In Chapter 7, the process typically takes 4 to 6 months, after which you receive a discharge. Since you receive a discharge much quicker than in Chapter 13, you can re-establish credit sooner, and if you get new credit and pay your bills on time, your credit score will increase.
Getting New Credit After Bankruptcy
A bankruptcy discharge makes you a better credit risk because your dischargeable prior debts are discharged and because you are restricted from filing for bankruptcy for a reasonable period of time. As such, your credit worthiness will be largely determined by your income and by the amount of debts you have that were not discharged. If you have income in excess of your monthly expenses, you should easily be able to re-establish credit.
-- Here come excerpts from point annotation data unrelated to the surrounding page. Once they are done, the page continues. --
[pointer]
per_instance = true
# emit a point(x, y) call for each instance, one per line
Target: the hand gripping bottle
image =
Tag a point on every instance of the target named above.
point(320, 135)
You can apply for secured credit cards, where you have to deposit a minimum amount in a savings account. This is a good way to reestablish your credit rating with a good trade line. Capital One, for instance, is a major lender to people with lower credit scores. One of the best ways to find out about your options is to go to online forums that cover consumer credit. This way you can find out about different lenders without applying for credit and risk lowering your score if rejected.
How Long does Bankruptcy Stay on Your Credit Report?
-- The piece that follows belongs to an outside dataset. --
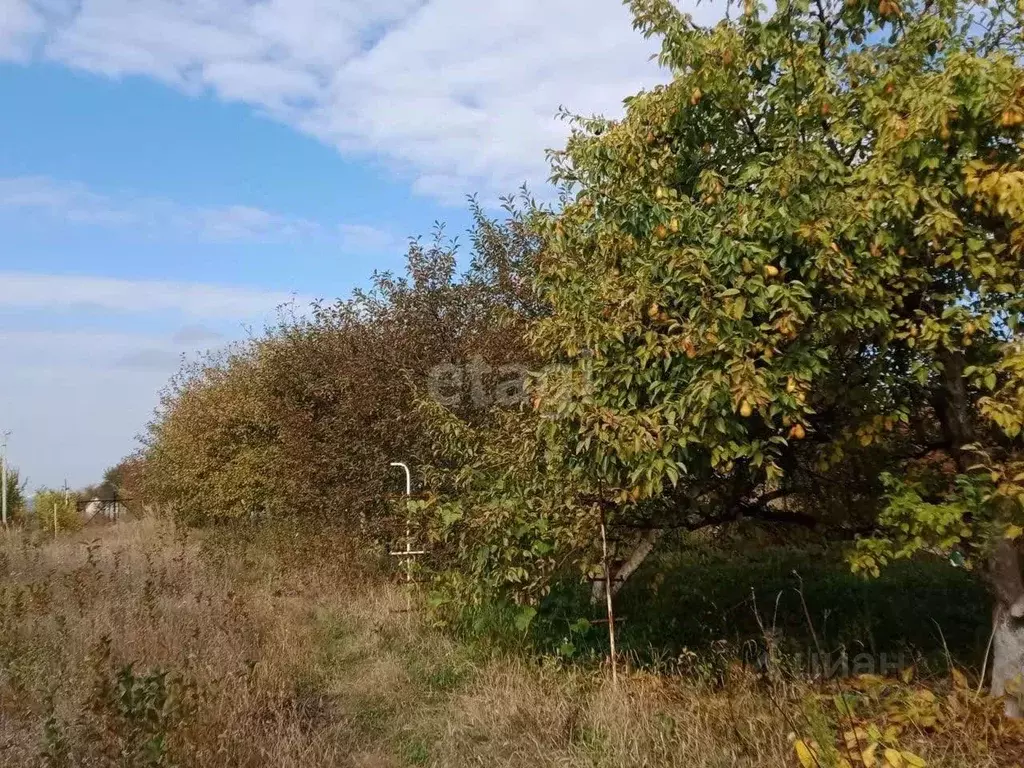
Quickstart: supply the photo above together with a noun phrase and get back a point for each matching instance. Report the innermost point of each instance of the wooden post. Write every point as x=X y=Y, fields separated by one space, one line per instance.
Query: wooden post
x=607 y=596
A Chapter 7 bankruptcy can be listed on your credit reports for up to 10 years from the bankruptcy filing date, and a Chapter 13 bankruptcy can be listed for up to 7 years after filing.
Checking Your Credit Reports
Since credit scores are calculated based on information in your credit reports, it is important that you ensure that your reports have accurate information. After receiving a discharge of your debts, you should check all 3 credit reports to make sure that your discharged debts are listed as discharged on your credit reports.
You can get your credit reports free of charge at AnnualCreditReport.com, which is a centralized service for consumers to request free credit reports. This website was created by the 3 nationwide consumer credit reporting companies, Equifax, Experian and TransUnion. Under the Fair and Accurate Credit Transactions Act (FACT Act or FACTA) you can request and obtain a free credit report once every 12 months from each company. You can also dispute credit information at this secure site.